Other privacy preserving methods such as Beacons, which are used by the Global Alliance for Genomics and Health, are also prone to leaks. In a study published last year, researchers from Stanford University School of Medicine demonstrated a statistical technique for identifying individuals and their phenotypes by querying Beacons. The approach requires, among other things, that the person running the search has access to data on SNP positions where the individual of interest has alternate alleles as well as the genotype calls at the corresponding positions. The requester also has to have information about the number of individuals in the database and site frequency spectrum of the population in the beacon. With these datasets in hand, the requester can then query beacons using the alternate alleles in the SNP list as the input. Based on the responses, they can make predictions about presence or absence of an individual's genome in a beacon database.
Hoping to come up with more secure methods for analyzing genomic data, researchers from academia and industry launched a community challenge run by the Integrating Data for Analysis, Anonymization, and Sharing (IDASH) center at University of California, San Diego to evaluate different privacy-ensuring methods of computing on genomic data. The third challenge organized by the group focused specifically on differential privacy methods and featured entries from six teams, according to a paper published in 2014 in BMC Medical Informatics and Decision Making. Participating teams had to aggregate information such as allele frequency data in a way that preserved the privacy of the donors and did not undermine its utility for GWAS studies. They were also asked to publish GWAS results that hewed to specified criteria. Challenge datasets were drawn from 200 participants in the Personal Genome Project as well as from 174 participants in the HapMap project.
"Obviously adding noise does lead to some limitations so you don't want to use this [method] to make life or death decisions," Simmons said. "The idea is that this a tool that we can use to get some qualitative results from the database without going through the time-consuming process of applying for access to the raw data." So researchers could, for example, use it to check whether the dataset they are interested in actually contains information pertinent to their research before applying for access, Simmons said. "You could do some preliminary research with it and then after you go through this process of getting access you could validate that the results agree with what you get using our privacy preserving method." He and his colleagues have released a basic version of their program available that others can implement and customize to work with their databases of interest.

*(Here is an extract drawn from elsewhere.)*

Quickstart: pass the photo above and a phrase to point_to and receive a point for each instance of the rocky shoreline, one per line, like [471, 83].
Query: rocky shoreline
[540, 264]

For their next steps, the developers are working on reducing the amount of noise that gets added to the system, Simmons told GenomeWeb. "It might be possible to use information that we can get from genetics, for example, to be able to come up with alternative definitions of privacy that will work in this case with even less or perhaps no noise," he said. They are also collaborating with researchers at Harvard Medical School to apply these methods to electronic medical records data, Berger said. She is also collaborating with researchers at the Broad Institute to find ways to protect aggregate genomic datasets that the institute plans to release.